When it comes to regular tourism, Mexico faces the problem of regular publicity about shootouts between government forces and drug gangs, leading to U.S. State Department warnings to avoid the country. For instance, people who went to the Sun Bowl in El Paso, Texas, in December were advised not to go to neighboring Juárez, Mexico, a favorite day trip in past years.

Calderón contended the danger is limited mainly to border areas, while much of his country has been safe.

"You can count on your fingers the (violent) cases related to international tourists," he said. "Actually, the rate of those affected was about zero, or 0.0001 percent."

The homicide rate for all of Mexico was lower than the rate in Washington, D.C., Pittsburgh, Atlanta or New Orleans, he added. And this past spring break, when college students headed to Cancún and nearby areas despite warnings by the Texas Department of Safety, went off without problems.

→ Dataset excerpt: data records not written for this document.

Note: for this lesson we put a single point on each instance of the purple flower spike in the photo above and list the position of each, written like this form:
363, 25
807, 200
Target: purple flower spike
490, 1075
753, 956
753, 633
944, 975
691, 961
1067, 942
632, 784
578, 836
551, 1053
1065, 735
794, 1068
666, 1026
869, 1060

"I saw thousands of spring breakers having fun in Mexico," Calderón said. "The only shots they received were tequila shots."

The appearance at the summit was part of what was described by Mexican officials as a one-day working visit to Las Vegas, including a visit with Sylvester Stallone and other directors of Planet Hollywood International, to promote more movie-making in Mexico.

In another travel summit event, Homeland Security Secretary Janet Napolitano addressed continuing complaints about intrusive airport security screening. She said her goal is to move airport security to a "risk-based approach," instead of treating everyone the same.

Risk assessment would identify passengers who pose no terrorist danger and let them pass through airport security without removing shoes, being subjected to full-body scans or patdowns.

Citizens of three countries -- Mexico, Canada and the Netherlands -- can enroll in the Global Entry program, in which people submit to background checks in return for light screening. Processing time at the airport for these people takes less than a minute, Napolitano said.

The program will soon have 1 million enrollees, on track to double in the next year. Still, that amounts to less than 1 percent of the 720.4 million people who flew in the U.S. last year.